The rich have always had what you might call a moat mentality, a need to barricade themselves away from the masses. In the eighteenth century, they escaped to their estates in the French and English countrysides to hunt and cavort. In the twentieth, they bought homes in the first gated suburban communities, hollowing out cities that were once colorful bastions of melding ethnicities and classes. When city governments began passing inclusionary zoning codes to rectify the problem, developers created “poor doors”—concealed entryways by which underprivileged tenants could enter and exit without disturbing their wealthy neighbors. Even contemporary projects like Manhattan’s Hudson Yards, which developers had pitched as “urban placemaking”—the craft of curating useful, equitable public space—turned out to be anything but; the luxury condos ended up costing millions, and at one point, there was even a plan to build a wall fencing the complex off from parts of the city. (What’s worse, developers got more than $1 billion the state had earmarked for poor areas.)
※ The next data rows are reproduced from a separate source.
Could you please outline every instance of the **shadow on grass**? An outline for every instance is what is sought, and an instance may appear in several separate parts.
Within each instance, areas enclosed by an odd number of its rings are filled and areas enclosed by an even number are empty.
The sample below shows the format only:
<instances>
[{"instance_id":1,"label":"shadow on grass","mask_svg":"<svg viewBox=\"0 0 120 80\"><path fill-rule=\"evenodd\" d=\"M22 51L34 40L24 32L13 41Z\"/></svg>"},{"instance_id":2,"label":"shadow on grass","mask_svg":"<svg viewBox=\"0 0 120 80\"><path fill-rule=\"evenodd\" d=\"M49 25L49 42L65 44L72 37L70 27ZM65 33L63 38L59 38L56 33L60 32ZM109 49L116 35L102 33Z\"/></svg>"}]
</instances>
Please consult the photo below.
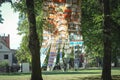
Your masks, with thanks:
<instances>
[{"instance_id":1,"label":"shadow on grass","mask_svg":"<svg viewBox=\"0 0 120 80\"><path fill-rule=\"evenodd\" d=\"M42 72L44 75L59 75L59 74L100 74L101 72Z\"/></svg>"},{"instance_id":2,"label":"shadow on grass","mask_svg":"<svg viewBox=\"0 0 120 80\"><path fill-rule=\"evenodd\" d=\"M91 77L77 77L76 79L70 79L70 80L102 80L101 76L91 76ZM120 75L113 75L112 80L120 80Z\"/></svg>"},{"instance_id":3,"label":"shadow on grass","mask_svg":"<svg viewBox=\"0 0 120 80\"><path fill-rule=\"evenodd\" d=\"M0 73L0 76L7 75L7 76L23 76L23 75L30 75L31 73Z\"/></svg>"}]
</instances>

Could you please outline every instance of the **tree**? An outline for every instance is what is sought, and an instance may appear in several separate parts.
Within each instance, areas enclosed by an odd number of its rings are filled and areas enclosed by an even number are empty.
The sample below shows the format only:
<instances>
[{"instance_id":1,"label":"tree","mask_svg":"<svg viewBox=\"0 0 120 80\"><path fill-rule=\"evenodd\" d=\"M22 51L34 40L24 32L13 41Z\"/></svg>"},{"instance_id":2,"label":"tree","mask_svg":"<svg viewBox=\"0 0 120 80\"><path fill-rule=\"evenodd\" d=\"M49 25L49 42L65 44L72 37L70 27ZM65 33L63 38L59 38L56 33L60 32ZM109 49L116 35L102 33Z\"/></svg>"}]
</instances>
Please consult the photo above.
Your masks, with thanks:
<instances>
[{"instance_id":1,"label":"tree","mask_svg":"<svg viewBox=\"0 0 120 80\"><path fill-rule=\"evenodd\" d=\"M10 3L12 3L11 0L0 0L0 7L1 7L1 4L2 4L2 3L5 3L5 2L10 2ZM2 18L1 10L0 10L0 23L3 23L3 22L2 22L3 20L4 20L4 19Z\"/></svg>"},{"instance_id":2,"label":"tree","mask_svg":"<svg viewBox=\"0 0 120 80\"><path fill-rule=\"evenodd\" d=\"M110 23L110 0L103 0L104 7L104 58L103 58L103 80L111 80L111 23Z\"/></svg>"},{"instance_id":3,"label":"tree","mask_svg":"<svg viewBox=\"0 0 120 80\"><path fill-rule=\"evenodd\" d=\"M40 66L40 44L36 30L34 0L26 0L26 6L29 22L29 49L32 55L31 80L43 80Z\"/></svg>"}]
</instances>

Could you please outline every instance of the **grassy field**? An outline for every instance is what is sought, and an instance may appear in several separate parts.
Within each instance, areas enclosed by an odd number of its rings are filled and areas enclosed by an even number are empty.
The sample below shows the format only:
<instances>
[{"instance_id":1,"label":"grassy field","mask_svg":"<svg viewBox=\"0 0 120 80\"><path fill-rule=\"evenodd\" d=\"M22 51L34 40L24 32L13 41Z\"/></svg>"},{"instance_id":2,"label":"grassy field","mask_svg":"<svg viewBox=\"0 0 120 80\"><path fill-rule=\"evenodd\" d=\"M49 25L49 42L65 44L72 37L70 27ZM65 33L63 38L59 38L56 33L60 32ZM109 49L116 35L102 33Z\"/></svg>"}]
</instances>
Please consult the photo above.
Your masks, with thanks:
<instances>
[{"instance_id":1,"label":"grassy field","mask_svg":"<svg viewBox=\"0 0 120 80\"><path fill-rule=\"evenodd\" d=\"M112 69L113 80L120 80L120 68ZM100 80L100 69L43 72L44 80ZM30 80L30 74L1 74L0 80Z\"/></svg>"}]
</instances>

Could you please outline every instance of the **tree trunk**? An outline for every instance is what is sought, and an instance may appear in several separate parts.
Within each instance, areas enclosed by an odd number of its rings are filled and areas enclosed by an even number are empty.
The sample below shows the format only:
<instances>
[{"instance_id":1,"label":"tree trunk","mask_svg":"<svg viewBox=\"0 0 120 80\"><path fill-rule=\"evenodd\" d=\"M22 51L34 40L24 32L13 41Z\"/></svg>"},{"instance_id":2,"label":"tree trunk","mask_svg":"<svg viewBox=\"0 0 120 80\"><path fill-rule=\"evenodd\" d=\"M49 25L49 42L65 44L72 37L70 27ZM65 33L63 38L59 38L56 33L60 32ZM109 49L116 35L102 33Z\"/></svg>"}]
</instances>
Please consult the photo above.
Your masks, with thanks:
<instances>
[{"instance_id":1,"label":"tree trunk","mask_svg":"<svg viewBox=\"0 0 120 80\"><path fill-rule=\"evenodd\" d=\"M103 80L111 80L111 25L110 25L110 2L103 0L104 6L104 58L103 58Z\"/></svg>"},{"instance_id":2,"label":"tree trunk","mask_svg":"<svg viewBox=\"0 0 120 80\"><path fill-rule=\"evenodd\" d=\"M36 19L34 13L34 0L26 0L29 22L29 49L32 54L31 80L43 80L40 64L40 44L36 32Z\"/></svg>"}]
</instances>

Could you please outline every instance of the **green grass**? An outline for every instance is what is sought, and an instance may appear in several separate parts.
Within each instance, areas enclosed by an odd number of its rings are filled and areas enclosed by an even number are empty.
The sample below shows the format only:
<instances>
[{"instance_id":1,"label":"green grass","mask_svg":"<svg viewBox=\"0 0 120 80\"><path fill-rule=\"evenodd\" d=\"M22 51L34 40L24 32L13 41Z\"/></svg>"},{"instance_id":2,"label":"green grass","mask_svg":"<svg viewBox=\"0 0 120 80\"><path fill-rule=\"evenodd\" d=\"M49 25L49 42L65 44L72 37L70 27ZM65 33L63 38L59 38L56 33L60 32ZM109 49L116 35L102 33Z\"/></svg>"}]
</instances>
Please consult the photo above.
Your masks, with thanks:
<instances>
[{"instance_id":1,"label":"green grass","mask_svg":"<svg viewBox=\"0 0 120 80\"><path fill-rule=\"evenodd\" d=\"M100 69L80 69L78 71L44 71L44 80L100 80L101 77ZM120 68L112 69L113 80L120 80ZM11 73L1 74L0 80L30 80L30 74Z\"/></svg>"}]
</instances>

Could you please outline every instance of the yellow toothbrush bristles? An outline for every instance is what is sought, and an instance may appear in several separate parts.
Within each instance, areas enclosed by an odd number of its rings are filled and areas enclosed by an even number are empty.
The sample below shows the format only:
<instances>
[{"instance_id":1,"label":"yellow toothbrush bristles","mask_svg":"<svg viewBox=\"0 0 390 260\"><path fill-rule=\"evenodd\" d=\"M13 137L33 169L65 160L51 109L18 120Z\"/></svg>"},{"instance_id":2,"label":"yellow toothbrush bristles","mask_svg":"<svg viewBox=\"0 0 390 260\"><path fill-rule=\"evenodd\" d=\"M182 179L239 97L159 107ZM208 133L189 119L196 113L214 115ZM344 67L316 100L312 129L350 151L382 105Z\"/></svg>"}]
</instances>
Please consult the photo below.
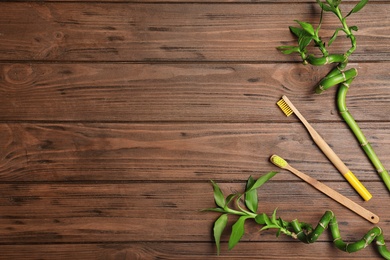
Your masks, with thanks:
<instances>
[{"instance_id":1,"label":"yellow toothbrush bristles","mask_svg":"<svg viewBox=\"0 0 390 260\"><path fill-rule=\"evenodd\" d=\"M286 116L291 116L294 113L294 111L292 111L290 106L283 99L279 100L276 104L280 107L283 113L286 114Z\"/></svg>"},{"instance_id":2,"label":"yellow toothbrush bristles","mask_svg":"<svg viewBox=\"0 0 390 260\"><path fill-rule=\"evenodd\" d=\"M275 164L276 166L278 166L279 168L284 168L288 165L286 160L284 160L282 157L280 157L276 154L272 155L270 159L271 159L271 162L273 164Z\"/></svg>"}]
</instances>

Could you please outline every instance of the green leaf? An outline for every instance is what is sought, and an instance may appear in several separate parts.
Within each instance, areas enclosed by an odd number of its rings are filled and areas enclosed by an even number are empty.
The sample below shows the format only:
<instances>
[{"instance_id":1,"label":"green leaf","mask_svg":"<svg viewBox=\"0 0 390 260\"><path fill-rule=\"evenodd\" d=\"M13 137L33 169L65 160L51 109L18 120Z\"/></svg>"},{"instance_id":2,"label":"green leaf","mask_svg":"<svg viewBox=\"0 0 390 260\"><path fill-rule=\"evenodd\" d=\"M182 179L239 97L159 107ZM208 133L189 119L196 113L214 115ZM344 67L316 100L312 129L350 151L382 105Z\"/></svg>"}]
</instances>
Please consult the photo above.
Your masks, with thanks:
<instances>
[{"instance_id":1,"label":"green leaf","mask_svg":"<svg viewBox=\"0 0 390 260\"><path fill-rule=\"evenodd\" d=\"M322 3L321 0L316 0L318 5L321 7L322 10L325 12L334 12L334 9L330 7L329 5Z\"/></svg>"},{"instance_id":2,"label":"green leaf","mask_svg":"<svg viewBox=\"0 0 390 260\"><path fill-rule=\"evenodd\" d=\"M253 183L253 185L247 189L246 192L249 192L251 190L254 190L254 189L258 189L261 187L261 185L263 185L264 183L266 183L269 179L271 179L272 177L275 176L275 174L277 174L277 172L269 172L265 175L262 175L261 177L259 177L255 183Z\"/></svg>"},{"instance_id":3,"label":"green leaf","mask_svg":"<svg viewBox=\"0 0 390 260\"><path fill-rule=\"evenodd\" d=\"M237 196L238 196L238 194L230 194L230 195L228 195L226 197L225 206L223 208L226 209L229 206L229 203Z\"/></svg>"},{"instance_id":4,"label":"green leaf","mask_svg":"<svg viewBox=\"0 0 390 260\"><path fill-rule=\"evenodd\" d=\"M299 52L305 52L306 47L310 44L310 42L313 40L313 37L311 36L302 36L298 39L298 45L299 45Z\"/></svg>"},{"instance_id":5,"label":"green leaf","mask_svg":"<svg viewBox=\"0 0 390 260\"><path fill-rule=\"evenodd\" d=\"M202 209L201 211L214 211L214 212L220 212L220 213L225 213L226 211L221 209L221 208L207 208L207 209Z\"/></svg>"},{"instance_id":6,"label":"green leaf","mask_svg":"<svg viewBox=\"0 0 390 260\"><path fill-rule=\"evenodd\" d=\"M328 42L328 46L330 46L334 42L334 40L336 40L337 35L338 35L340 30L343 30L343 28L337 28L336 29L336 31L334 32L333 36L330 38L330 40Z\"/></svg>"},{"instance_id":7,"label":"green leaf","mask_svg":"<svg viewBox=\"0 0 390 260\"><path fill-rule=\"evenodd\" d=\"M348 17L353 13L359 12L367 3L368 0L361 0L357 5L355 5L354 8L352 8L352 10L345 17Z\"/></svg>"},{"instance_id":8,"label":"green leaf","mask_svg":"<svg viewBox=\"0 0 390 260\"><path fill-rule=\"evenodd\" d=\"M280 227L279 227L278 225L270 224L270 225L267 225L267 226L262 227L262 228L260 229L260 231L267 230L267 229L271 229L271 228L280 229Z\"/></svg>"},{"instance_id":9,"label":"green leaf","mask_svg":"<svg viewBox=\"0 0 390 260\"><path fill-rule=\"evenodd\" d=\"M341 0L333 0L333 7L337 7L341 4Z\"/></svg>"},{"instance_id":10,"label":"green leaf","mask_svg":"<svg viewBox=\"0 0 390 260\"><path fill-rule=\"evenodd\" d=\"M299 52L299 47L297 46L279 46L277 49L281 51L283 54L291 54L294 52Z\"/></svg>"},{"instance_id":11,"label":"green leaf","mask_svg":"<svg viewBox=\"0 0 390 260\"><path fill-rule=\"evenodd\" d=\"M301 36L303 30L301 28L298 28L298 27L294 27L294 26L289 26L290 28L290 31L297 37Z\"/></svg>"},{"instance_id":12,"label":"green leaf","mask_svg":"<svg viewBox=\"0 0 390 260\"><path fill-rule=\"evenodd\" d=\"M229 250L233 249L233 247L240 241L241 237L245 233L245 220L250 216L241 216L238 218L237 222L232 226L232 234L229 238Z\"/></svg>"},{"instance_id":13,"label":"green leaf","mask_svg":"<svg viewBox=\"0 0 390 260\"><path fill-rule=\"evenodd\" d=\"M223 230L226 227L227 221L228 221L227 214L223 214L214 222L214 240L217 246L218 255L220 251L221 235Z\"/></svg>"},{"instance_id":14,"label":"green leaf","mask_svg":"<svg viewBox=\"0 0 390 260\"><path fill-rule=\"evenodd\" d=\"M295 20L297 23L299 23L303 30L305 30L308 34L310 34L311 36L314 36L314 28L313 28L313 25L311 25L310 23L307 23L307 22L301 22L301 21L298 21L298 20Z\"/></svg>"},{"instance_id":15,"label":"green leaf","mask_svg":"<svg viewBox=\"0 0 390 260\"><path fill-rule=\"evenodd\" d=\"M248 181L246 183L246 190L249 190L253 184L255 183L255 180L252 178L252 176L249 176ZM252 211L253 213L257 212L258 207L258 197L257 197L257 190L249 190L245 193L245 206Z\"/></svg>"},{"instance_id":16,"label":"green leaf","mask_svg":"<svg viewBox=\"0 0 390 260\"><path fill-rule=\"evenodd\" d=\"M271 218L272 223L275 224L275 225L278 225L278 224L279 224L278 220L276 219L276 210L277 210L277 209L278 209L278 208L276 208L276 209L274 210L274 212L272 213L272 218Z\"/></svg>"},{"instance_id":17,"label":"green leaf","mask_svg":"<svg viewBox=\"0 0 390 260\"><path fill-rule=\"evenodd\" d=\"M221 189L219 188L218 184L216 184L215 182L211 181L211 183L213 184L214 187L215 204L217 204L217 206L221 208L225 207L225 197L223 196Z\"/></svg>"},{"instance_id":18,"label":"green leaf","mask_svg":"<svg viewBox=\"0 0 390 260\"><path fill-rule=\"evenodd\" d=\"M352 30L352 31L355 31L355 32L357 32L359 30L359 28L357 26L355 26L355 25L349 27L349 29Z\"/></svg>"}]
</instances>

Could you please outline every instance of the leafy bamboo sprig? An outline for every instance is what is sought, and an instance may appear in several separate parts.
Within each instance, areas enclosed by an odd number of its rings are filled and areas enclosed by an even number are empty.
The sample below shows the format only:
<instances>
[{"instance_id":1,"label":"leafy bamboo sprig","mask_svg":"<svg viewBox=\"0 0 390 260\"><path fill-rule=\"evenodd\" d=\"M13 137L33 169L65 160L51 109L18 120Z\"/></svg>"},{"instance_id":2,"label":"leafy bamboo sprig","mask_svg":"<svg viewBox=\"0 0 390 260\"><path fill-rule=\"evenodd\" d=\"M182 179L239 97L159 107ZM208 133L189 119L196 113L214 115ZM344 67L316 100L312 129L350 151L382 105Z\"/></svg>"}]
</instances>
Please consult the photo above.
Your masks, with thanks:
<instances>
[{"instance_id":1,"label":"leafy bamboo sprig","mask_svg":"<svg viewBox=\"0 0 390 260\"><path fill-rule=\"evenodd\" d=\"M346 243L341 238L338 223L332 211L326 211L315 228L313 228L310 224L299 222L297 219L288 222L280 217L278 218L276 215L277 209L273 211L271 216L268 216L266 213L257 213L259 204L257 189L271 179L275 174L276 172L269 172L257 180L253 179L253 177L249 177L244 193L233 193L226 197L219 185L211 181L214 189L216 207L203 209L203 211L221 213L221 215L215 220L213 227L214 240L218 255L220 253L221 236L228 224L228 216L234 215L238 218L232 225L232 231L228 241L229 250L233 249L233 247L243 237L245 233L245 222L252 219L258 225L262 226L260 231L266 229L276 229L277 237L280 234L285 234L304 243L316 242L326 228L329 227L334 245L338 249L348 253L362 250L376 240L376 247L381 256L384 259L390 259L390 251L386 248L380 227L372 228L360 240L354 243Z\"/></svg>"},{"instance_id":2,"label":"leafy bamboo sprig","mask_svg":"<svg viewBox=\"0 0 390 260\"><path fill-rule=\"evenodd\" d=\"M314 26L308 22L302 22L296 20L300 27L290 26L290 31L298 37L298 46L280 46L278 49L284 54L299 53L304 64L311 64L315 66L321 66L326 64L337 64L322 80L320 80L317 85L315 92L322 93L324 90L329 89L330 87L339 85L337 92L337 107L339 113L341 114L344 121L347 123L349 128L354 133L356 139L360 143L362 149L366 153L367 157L370 159L371 163L377 170L379 176L382 178L387 189L390 191L390 176L388 171L385 169L378 156L374 152L372 146L367 141L360 127L356 123L354 117L348 111L346 106L346 95L348 89L357 76L357 70L355 68L346 69L348 64L349 56L356 50L356 37L354 31L358 30L357 26L348 26L347 18L353 14L359 12L367 3L368 0L359 1L347 15L343 15L340 4L341 0L326 0L326 2L321 0L316 0L318 5L321 8L320 22L316 29ZM337 28L328 41L328 47L336 40L340 32L344 32L347 38L351 42L351 47L344 54L330 54L326 48L326 43L322 41L319 36L319 31L322 24L323 12L330 12L336 15L338 20L341 23L341 27ZM314 54L308 53L308 46L314 43L314 46L317 47L322 56L315 56Z\"/></svg>"}]
</instances>

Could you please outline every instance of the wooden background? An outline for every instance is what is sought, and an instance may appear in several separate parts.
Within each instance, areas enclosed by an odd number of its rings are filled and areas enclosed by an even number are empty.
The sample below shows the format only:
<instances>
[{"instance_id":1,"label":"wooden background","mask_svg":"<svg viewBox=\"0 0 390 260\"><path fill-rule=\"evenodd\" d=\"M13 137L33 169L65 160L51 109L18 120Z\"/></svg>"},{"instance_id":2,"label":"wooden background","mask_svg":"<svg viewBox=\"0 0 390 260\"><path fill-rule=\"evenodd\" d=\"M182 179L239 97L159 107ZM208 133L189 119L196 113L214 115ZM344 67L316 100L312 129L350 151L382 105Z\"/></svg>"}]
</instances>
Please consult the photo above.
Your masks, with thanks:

With such developments and an army of delivery, shopping, and rideshare apps, it has never been easier for the rich to avoid the poor. They have transformed our cities, and now they have fled them. But what happens when they come back?
Soon, corner stores and other local institutions will make way for outposts of global chains. The streets will be emptier than they were before—except, of course, for the bicycles and delivery trucks that fuel the gig economy. Even our homes will change. More than ever, the wealthy want to avoid being in contact with strangers, now seen as vectors of a decimating plague. Apartment buildings, already sequestered off by locked call boxes rather than open lobbies, will soon feature even more private entrances to add yet another barrier to entry. Cameras, private security forces, and other surveillance state infrastructure will flourish. This is what many wealthy people have wanted all along; the difference now is that they can disguise class conflict in the language of cleanliness and safety.
Is solidarity possible in such an atomized environment? As public space becomes increasingly privatized through plans like Hudson Yards, there will be fewer places to protest, and as apps replace workplaces, there will be fewer opportunities for workers to organize. But despite social distancing, people are already fighting back against further erosion of civil society. Instacart workers are organizing against the abuse of their labor rights. Tenants in cities around the country, unable to pay their rent, are organizing rent strikes; they’re also putting the pressure on city officials to close rent courts and suspend evictions until the end of the crisis. By putting their foot down, the members of the urban precariat are showing that they, too, have a right to the city and its spaces. Imagine the possibilities if these efforts were made permanent. Imagine cities where the urban way of life is propped up not by opportunistic companies and individuals, but by us, its citizens. The rich may think they own the city, but when they leave, they expose the reality of the situation: They merely rent it—from all of us.